An easy solution to explain the uniform acceleration of the universe’s expansion is to propose that dark energy has the feature of negative pressure – where negative pressure is a feature inherent in expansion.
Applying this arcane logic to observation, the observed apparent flatness of the universe’s geometry suggests that the ratio of dark energy pressure to dark energy density is approximately 1, or more correctly -1, since we are dealing with a negative pressure. This relationship is known as the equation of state for dark energy.
In speculating about what might happen in the universe’s future, an easy solution is to assume that dark energy is just whatever it is – and that this ratio of pressure to density will be sustained at -1 indefinitely, whatever the heck that means.
But cosmologists are rarely happy to just leave things there and have speculated on what might happen if the equation of state does not stay at -1.

If dark energy density decreased over time, the acceleration rate of universal expansion would decline and potentially cease if the pressure/density ratio reached -1/3. On the other hand, if dark energy density increased and the pressure/density ratio dropped below -1 (that is, towards -2, or -3 etc), then you get phantom energy scenarios. Phantom energy is a dark energy which has its density increasing over time.
Anyhow, as the universe expands and we allow phantom energy density to increase, it potentially approaches infinite within a finite period of time, causing a Big Rip, as the universe becomes infinite in scale and all bound structures, all the way down to subatomic particles, are torn apart. At a pressure/density ratio of just -1.5, this scenario could unfold over a mere 22 billion years.

sourse:www.physorg.com

Friday, July 1, 2011

ALTERNATIVES TO DARK MATTER

      Although the evidence for dark matter is wide and deep, it is nevertheless indirect, and is based on the assumption that the laws of motion and gravity as formulated by Newton and expanded by Einstein apply. An alternative possibility is that a modification of gravity can explain the effects attributed to dark matter. The basic idea is that at very low accelerations, corresponding to large distances, the usual law of gravitation is modified.
  The most studied of these modifications is called Modified Newtonian Dynamics, or MOND. According to this hypothesis, the force of gravity falls off more slowly at low accelerations (inversely as the distance rather than inversely as the square of the distance). With this prescription, less mass is required to explain the observed rotation of the outer edges of galaxies or the pressure of the hot gas in clusters of galaxies than in the Newton-Einstein theory. By adjusting the parameters of the theory, the need for dark matter can be eliminated.

  Although MOND has had some success in explaining observations of galaxies, it and other theories that involve modifying the law of gravity have been severely challenged by observations of the galaxy cluster 1E0657-56, a.k.a. the Bullet Cluster.


  The accompanying image shows hot X-ray producing gas (pink), and optical light from stars in the cluster galaxies (orange and white). The X-ray observations show that the Bullet Cluster is composed of two large clusters of galaxies that are colliding at high speeds.

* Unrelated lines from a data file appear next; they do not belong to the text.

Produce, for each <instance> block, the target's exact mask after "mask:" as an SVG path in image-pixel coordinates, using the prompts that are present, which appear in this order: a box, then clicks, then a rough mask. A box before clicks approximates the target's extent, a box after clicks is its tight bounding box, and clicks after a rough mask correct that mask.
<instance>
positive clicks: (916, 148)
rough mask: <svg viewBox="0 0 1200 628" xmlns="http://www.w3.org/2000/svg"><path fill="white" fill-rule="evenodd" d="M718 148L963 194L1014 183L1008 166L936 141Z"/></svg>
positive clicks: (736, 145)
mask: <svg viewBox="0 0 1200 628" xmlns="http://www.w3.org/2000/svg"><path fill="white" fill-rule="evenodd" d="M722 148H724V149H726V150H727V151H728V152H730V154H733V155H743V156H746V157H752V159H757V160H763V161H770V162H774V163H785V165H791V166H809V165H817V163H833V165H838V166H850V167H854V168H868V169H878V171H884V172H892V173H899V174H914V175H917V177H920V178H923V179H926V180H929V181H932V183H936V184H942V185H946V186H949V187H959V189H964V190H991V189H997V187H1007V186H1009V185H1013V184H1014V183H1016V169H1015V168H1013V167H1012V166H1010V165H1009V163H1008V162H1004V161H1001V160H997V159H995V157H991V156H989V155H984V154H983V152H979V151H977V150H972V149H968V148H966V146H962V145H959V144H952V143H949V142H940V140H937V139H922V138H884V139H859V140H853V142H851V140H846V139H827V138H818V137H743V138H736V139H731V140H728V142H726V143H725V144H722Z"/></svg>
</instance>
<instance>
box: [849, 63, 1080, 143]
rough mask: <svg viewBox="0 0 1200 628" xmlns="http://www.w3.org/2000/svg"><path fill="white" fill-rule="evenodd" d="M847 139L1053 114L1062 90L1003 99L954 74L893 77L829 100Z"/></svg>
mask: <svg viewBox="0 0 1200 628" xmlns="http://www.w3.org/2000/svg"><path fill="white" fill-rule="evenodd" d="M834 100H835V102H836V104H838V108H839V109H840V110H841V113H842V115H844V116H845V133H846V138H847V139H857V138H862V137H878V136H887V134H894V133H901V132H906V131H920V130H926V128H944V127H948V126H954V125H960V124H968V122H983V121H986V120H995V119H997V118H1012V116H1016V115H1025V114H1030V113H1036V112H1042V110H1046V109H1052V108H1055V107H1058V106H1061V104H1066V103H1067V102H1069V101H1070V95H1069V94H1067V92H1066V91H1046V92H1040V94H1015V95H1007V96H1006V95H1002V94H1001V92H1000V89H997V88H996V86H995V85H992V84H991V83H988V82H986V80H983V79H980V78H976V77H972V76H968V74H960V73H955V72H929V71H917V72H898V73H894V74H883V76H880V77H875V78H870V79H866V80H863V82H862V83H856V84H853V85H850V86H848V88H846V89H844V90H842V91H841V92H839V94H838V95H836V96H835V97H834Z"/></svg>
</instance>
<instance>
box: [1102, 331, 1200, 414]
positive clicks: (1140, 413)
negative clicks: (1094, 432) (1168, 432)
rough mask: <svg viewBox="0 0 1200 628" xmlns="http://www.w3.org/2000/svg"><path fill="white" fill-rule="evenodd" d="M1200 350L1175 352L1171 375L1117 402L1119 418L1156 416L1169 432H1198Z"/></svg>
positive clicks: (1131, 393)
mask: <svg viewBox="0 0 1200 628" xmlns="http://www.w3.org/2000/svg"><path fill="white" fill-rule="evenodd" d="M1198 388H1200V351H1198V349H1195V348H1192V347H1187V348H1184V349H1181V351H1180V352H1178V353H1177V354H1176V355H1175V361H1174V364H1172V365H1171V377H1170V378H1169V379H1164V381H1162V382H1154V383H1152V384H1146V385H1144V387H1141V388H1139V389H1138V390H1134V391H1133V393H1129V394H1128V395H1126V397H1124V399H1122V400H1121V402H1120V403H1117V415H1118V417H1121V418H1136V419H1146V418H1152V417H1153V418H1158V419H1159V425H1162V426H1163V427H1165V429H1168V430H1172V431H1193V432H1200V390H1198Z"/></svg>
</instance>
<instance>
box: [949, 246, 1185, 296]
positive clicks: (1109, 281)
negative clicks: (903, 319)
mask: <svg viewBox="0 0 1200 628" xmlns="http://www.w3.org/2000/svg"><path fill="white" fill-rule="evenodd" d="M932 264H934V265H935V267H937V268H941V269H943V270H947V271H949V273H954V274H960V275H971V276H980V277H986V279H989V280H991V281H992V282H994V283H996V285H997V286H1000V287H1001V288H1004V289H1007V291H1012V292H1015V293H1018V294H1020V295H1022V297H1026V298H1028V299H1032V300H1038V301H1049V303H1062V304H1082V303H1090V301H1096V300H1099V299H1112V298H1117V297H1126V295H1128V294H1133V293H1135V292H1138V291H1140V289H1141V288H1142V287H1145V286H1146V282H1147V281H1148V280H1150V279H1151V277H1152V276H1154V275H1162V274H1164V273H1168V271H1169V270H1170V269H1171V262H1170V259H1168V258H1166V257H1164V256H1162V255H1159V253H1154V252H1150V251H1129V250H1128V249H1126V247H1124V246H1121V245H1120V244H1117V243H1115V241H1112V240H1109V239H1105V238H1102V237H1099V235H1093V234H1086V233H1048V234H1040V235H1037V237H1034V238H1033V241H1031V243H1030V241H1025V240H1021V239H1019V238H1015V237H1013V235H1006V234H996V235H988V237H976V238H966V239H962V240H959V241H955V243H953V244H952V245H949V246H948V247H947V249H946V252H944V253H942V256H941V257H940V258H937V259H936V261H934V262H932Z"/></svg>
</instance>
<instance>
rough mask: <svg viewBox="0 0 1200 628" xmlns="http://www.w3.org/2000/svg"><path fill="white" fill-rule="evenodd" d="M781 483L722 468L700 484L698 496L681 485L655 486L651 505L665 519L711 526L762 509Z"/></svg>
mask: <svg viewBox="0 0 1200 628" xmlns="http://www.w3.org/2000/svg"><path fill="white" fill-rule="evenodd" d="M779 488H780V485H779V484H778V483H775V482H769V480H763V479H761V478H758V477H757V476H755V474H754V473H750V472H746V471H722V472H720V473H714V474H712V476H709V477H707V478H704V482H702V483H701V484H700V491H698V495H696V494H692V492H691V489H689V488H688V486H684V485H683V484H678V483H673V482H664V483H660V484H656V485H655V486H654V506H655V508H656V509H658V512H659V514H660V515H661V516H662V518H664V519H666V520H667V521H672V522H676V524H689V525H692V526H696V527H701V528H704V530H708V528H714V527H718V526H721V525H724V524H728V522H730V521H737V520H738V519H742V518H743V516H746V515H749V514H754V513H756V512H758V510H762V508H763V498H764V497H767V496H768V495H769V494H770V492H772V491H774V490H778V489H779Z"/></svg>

  Using the gravitational lensing technique, astronomers have deduced that the total mass concentration in the clusters (blue) is separate from that of the hot gas. This separation was presumably produced by the high-speed collision in which the gas particles collided with each other, while the stars and dark matter were unaffected. It cannot be explained by an altered law of gravity centered on the hot gas particles, and provided direct evidence that most of the matter in the Bullet Cluster is dark matter. Although such violent collisions between clusters are rare, another one (MACS J0025.4-122) shows the same effect.